When cheesy dialogue is replaced with catchy and clever ballads, obscene gore with a few cheap props, the final product is The Toxic Avenger Musical. The Equinox Theatre Company hosted their adaption of John DiPetro’s and David Bryan’s rock musical of the same name, directed by Colin Roybal, at The Bug Theatre on Aug. 31. Needless to say, it sounds intriguing at the very least
The storyline and characters are the same (if not at least very similar) as its source material, but many key differences make The Toxic Avenger Musical its very own comedy.
Both the film and the musical are set in the fi ctional city of Tromaville, New Jersey, which is troubled by a corrupt mayor and nuclear waste; both also feature an incompetent but good hearted protagonist.

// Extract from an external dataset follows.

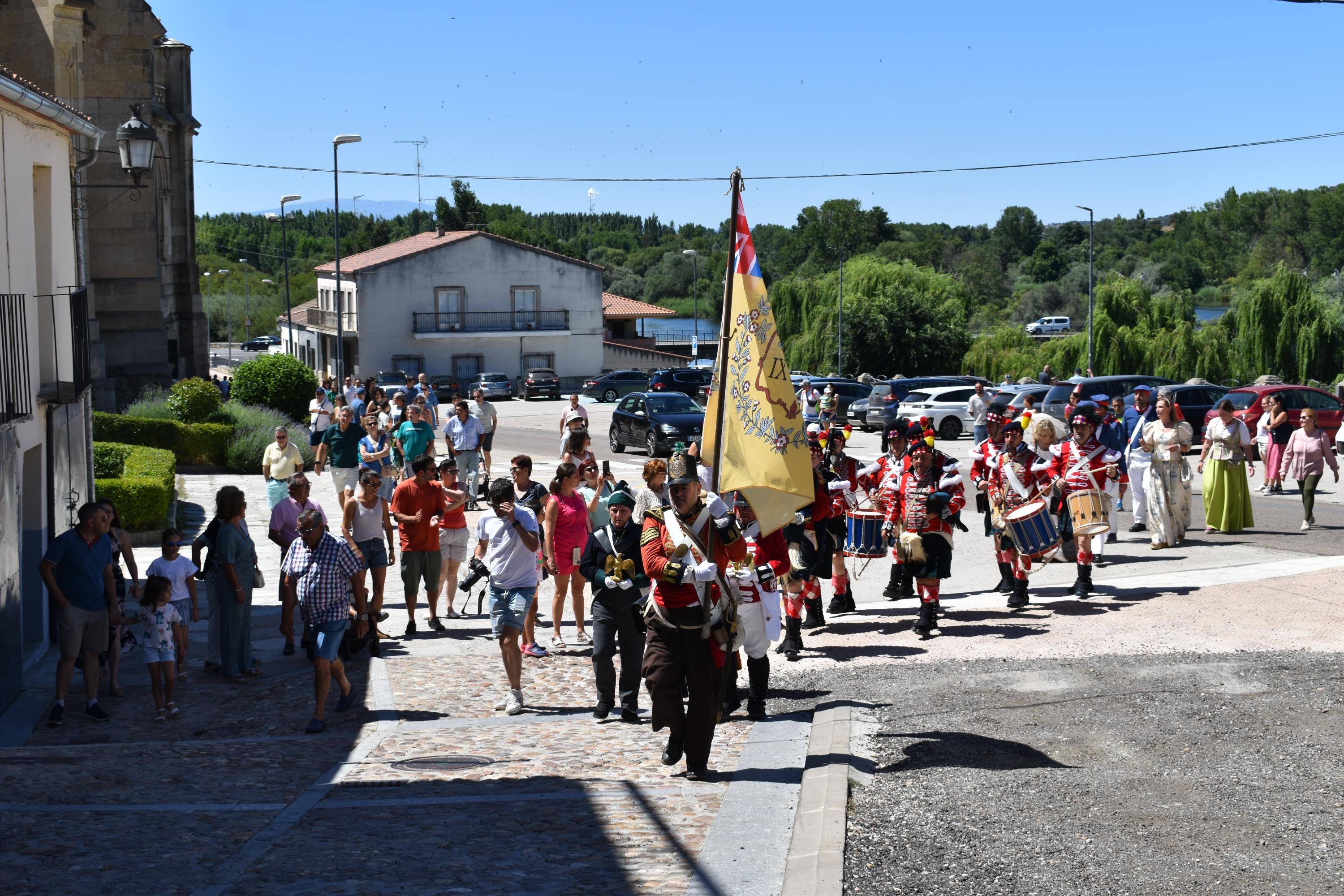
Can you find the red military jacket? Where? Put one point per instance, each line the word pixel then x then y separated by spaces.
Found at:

In the film, Melvin Ferd is the scrawny and bumbling gym janitor pestered by thugs Bozo and Slug—which results in Melvin careening into a vat of toxic waste—and finds love with a blind girl named Sarah, all while fighting crime in Tromaville.

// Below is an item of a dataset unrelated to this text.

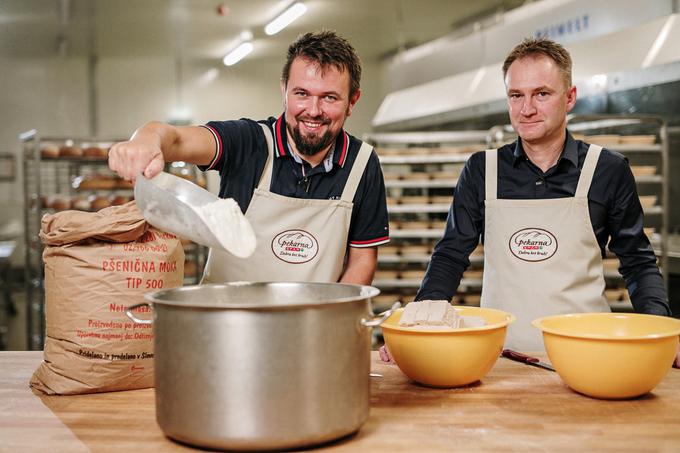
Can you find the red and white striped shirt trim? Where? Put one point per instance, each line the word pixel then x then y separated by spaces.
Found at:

Add music and a stage and he is now Melvin Ferd the III (Seth Maisel), the awkward and geeky city boy with a lisp who is still pestered by thugs Bozo and Sluggo (Kalond Irlanda and Chris Arneson), has already been in love with a blind librarian named Sarah (Miranda Byers), and is thrown into a vat of toxic waste in an effort to stop the corrupt Mayor Babs Belgoody.

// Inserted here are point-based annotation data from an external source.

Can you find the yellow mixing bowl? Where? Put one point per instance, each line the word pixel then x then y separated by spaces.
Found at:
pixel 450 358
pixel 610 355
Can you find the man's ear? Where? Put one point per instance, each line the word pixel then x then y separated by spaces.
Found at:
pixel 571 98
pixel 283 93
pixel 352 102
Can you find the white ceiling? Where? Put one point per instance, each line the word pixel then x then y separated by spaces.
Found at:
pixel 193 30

One of the key differences (and perhaps most signifi cant improvement) of The Toxic Avenger’s story arch is the fact that the musical is actually and purposefully both very funny and clever. The 1984 film is hilarious because it is just so damn bad. It features terribly wooden acting, extremely explicit and over the top violence (like sticking a thug’s hand in a milkshake maker), and sexuality (two of the main female characters tend to feel very aroused while they take polaroids of pedestrians that their boyfriends have just pummeled with their car), and perhaps even worse filmmaking.
The ambiguous nature of whether its B-Movie quality was intentional or not is what made the film a classic. The Equinox Theatre Company’s adaptation is still very low-budget, especially compared to other productions of the play, but this adds an extra sense of authenticity to the Toxic Avenger franchise, and another element of the same humor found within the film.
The cast of the musical has a host of talented actors, singers, and comedians; perhaps the most notable was Annika Merbel, who plays both the crooked mayor of Tromaville and Melvin’s mother, each of whom has a sordid past with one another. This dynamic creates a priceless musical number entitled “Bitch/ Slut/Liar/Whore” in which Merbel switches, not effortlessly but nonetheless skillfully, between the two characters.
The low-budget production value did not stop the Equinox Theatre Company from creating and performing a genuinely comical play. The play’s tight budget added to its authenticity and is a quality that would be missed from any other Toxic Avenger storyline.